None of this has anything to do with serving the people. It’s more evidence of the corrosive power of gerrymandering: both parties pressing advantages, failing to talk, picking fights, and feeding the ire of their ever-safer voter bases.
It’s all about the base: Nothing in Virginia’s demographics point to a state House overwhelmingly controlled by the GOP, or a U.S. House delegation that is 8 to 3 Republican. Democrats have won the last three U.S. Senate elections and the last two presidential elections, and hold all three statewide posts. Aggregate voting for U.S. House seats was Republican by 2 percent in 2012, 14 percent in the 2014 off-year. The state Senate is probably representative of an increasingly purple state, with urban areas overwhelmingly blue and swaths of rural pinkish to red.
Virginia boasts of having the oldest continuous legislative body in the Western Hemisphere, dating to the 1619 election of the House of Burgesses in Jamestown. For decades state politicians lauded themselves for their “Virginia way,” a presumed remnant of Jefferson’s noblesse oblige. The Commonwealth with four of the first five presidents didn’t need ethics rules because the honor of service (current pay $18,000 a year) was the ethic. Those days are gone. The last governor is exhausting is final legal appeals, hoping to avoid prison on 11 federal counts of conspiracy, bribery and extortion.

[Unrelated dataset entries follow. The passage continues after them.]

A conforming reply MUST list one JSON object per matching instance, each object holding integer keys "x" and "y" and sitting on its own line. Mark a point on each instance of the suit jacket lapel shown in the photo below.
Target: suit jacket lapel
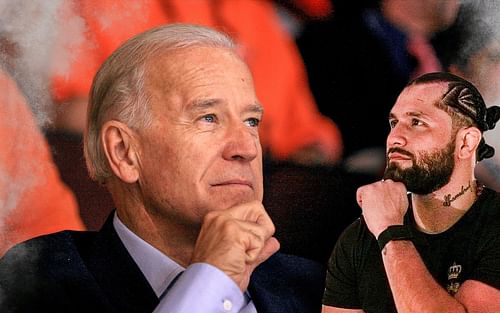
{"x": 269, "y": 291}
{"x": 117, "y": 274}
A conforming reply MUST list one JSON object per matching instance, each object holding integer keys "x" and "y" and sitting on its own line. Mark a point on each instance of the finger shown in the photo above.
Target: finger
{"x": 253, "y": 212}
{"x": 271, "y": 246}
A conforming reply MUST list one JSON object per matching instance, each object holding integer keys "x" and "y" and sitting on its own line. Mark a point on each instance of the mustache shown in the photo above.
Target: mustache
{"x": 400, "y": 151}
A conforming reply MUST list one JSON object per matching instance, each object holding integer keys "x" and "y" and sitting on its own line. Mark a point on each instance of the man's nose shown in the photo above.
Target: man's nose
{"x": 241, "y": 143}
{"x": 397, "y": 136}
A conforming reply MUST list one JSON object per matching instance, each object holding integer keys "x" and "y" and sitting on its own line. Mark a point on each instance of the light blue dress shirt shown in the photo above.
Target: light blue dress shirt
{"x": 201, "y": 287}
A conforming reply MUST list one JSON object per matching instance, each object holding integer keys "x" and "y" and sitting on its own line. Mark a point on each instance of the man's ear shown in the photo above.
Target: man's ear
{"x": 468, "y": 141}
{"x": 121, "y": 150}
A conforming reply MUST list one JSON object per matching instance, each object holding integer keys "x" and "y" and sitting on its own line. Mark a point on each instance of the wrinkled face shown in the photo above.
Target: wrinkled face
{"x": 420, "y": 146}
{"x": 202, "y": 152}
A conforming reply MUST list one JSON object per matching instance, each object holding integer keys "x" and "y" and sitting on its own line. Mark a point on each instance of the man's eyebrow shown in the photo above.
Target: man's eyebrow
{"x": 412, "y": 114}
{"x": 203, "y": 104}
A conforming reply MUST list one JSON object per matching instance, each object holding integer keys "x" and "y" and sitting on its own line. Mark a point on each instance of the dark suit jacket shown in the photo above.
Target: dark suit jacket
{"x": 92, "y": 272}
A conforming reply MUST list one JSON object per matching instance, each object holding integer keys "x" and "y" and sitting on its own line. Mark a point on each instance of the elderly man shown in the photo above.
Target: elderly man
{"x": 173, "y": 134}
{"x": 438, "y": 248}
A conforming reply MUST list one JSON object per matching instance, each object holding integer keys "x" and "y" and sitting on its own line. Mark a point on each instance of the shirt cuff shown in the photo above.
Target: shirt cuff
{"x": 202, "y": 288}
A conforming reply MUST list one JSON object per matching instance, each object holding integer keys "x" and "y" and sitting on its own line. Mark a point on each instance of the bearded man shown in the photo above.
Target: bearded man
{"x": 429, "y": 236}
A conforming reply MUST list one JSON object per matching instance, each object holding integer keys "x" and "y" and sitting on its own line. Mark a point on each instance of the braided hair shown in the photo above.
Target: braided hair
{"x": 466, "y": 104}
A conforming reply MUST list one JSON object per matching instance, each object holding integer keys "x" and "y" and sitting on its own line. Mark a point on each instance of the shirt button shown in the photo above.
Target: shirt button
{"x": 228, "y": 305}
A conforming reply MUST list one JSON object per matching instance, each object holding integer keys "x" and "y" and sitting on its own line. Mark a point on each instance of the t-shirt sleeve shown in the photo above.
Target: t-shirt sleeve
{"x": 341, "y": 288}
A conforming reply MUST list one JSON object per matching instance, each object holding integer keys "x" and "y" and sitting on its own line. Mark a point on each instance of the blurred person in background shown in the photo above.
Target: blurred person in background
{"x": 33, "y": 199}
{"x": 473, "y": 52}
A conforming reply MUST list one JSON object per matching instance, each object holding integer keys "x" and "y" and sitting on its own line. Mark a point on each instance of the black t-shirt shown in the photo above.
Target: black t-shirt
{"x": 470, "y": 249}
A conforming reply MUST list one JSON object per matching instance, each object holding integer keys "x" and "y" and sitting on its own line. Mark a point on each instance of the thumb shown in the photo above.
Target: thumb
{"x": 271, "y": 246}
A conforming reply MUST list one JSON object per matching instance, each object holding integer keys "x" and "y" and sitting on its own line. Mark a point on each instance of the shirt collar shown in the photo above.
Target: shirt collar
{"x": 158, "y": 268}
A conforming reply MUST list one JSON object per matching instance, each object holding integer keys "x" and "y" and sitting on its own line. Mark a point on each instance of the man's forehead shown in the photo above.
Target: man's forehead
{"x": 421, "y": 99}
{"x": 428, "y": 93}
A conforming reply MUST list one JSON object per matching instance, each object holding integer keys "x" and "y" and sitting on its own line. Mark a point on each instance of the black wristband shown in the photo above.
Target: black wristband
{"x": 393, "y": 232}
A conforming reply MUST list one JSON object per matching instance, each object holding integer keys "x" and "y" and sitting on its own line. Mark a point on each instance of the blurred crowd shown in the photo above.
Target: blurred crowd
{"x": 327, "y": 73}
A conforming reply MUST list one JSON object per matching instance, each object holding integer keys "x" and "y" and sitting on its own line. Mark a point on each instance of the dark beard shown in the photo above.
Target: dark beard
{"x": 431, "y": 172}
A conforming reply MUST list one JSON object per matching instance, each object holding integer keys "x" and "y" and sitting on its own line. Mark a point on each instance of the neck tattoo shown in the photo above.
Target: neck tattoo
{"x": 448, "y": 199}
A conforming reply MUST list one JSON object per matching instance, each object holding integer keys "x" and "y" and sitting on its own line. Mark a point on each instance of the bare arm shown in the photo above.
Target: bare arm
{"x": 412, "y": 286}
{"x": 415, "y": 290}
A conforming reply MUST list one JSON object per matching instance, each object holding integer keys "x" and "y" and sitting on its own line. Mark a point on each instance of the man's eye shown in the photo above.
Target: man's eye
{"x": 416, "y": 122}
{"x": 253, "y": 122}
{"x": 209, "y": 118}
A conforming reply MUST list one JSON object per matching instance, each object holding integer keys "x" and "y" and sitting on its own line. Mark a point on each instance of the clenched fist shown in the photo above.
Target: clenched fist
{"x": 384, "y": 203}
{"x": 236, "y": 240}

“If we do this, all the cups in the cupboard are broken,” Democratic Senator A. Donald McEachin told The Washington Post before the vote on Judge Alston. “There are no more customs, usages or practices of the Senate that are worth a hoot.”
In Virginia, as across the Potomac, the new practice is to screw the other side, and let the constituents be damned. That’s not the problem, however. The problem is a constituency that shows the same disrespect for democratic principles and plain old courtesy in the civic sphere. Until We the People shift, it’s unlikely our representatives will either.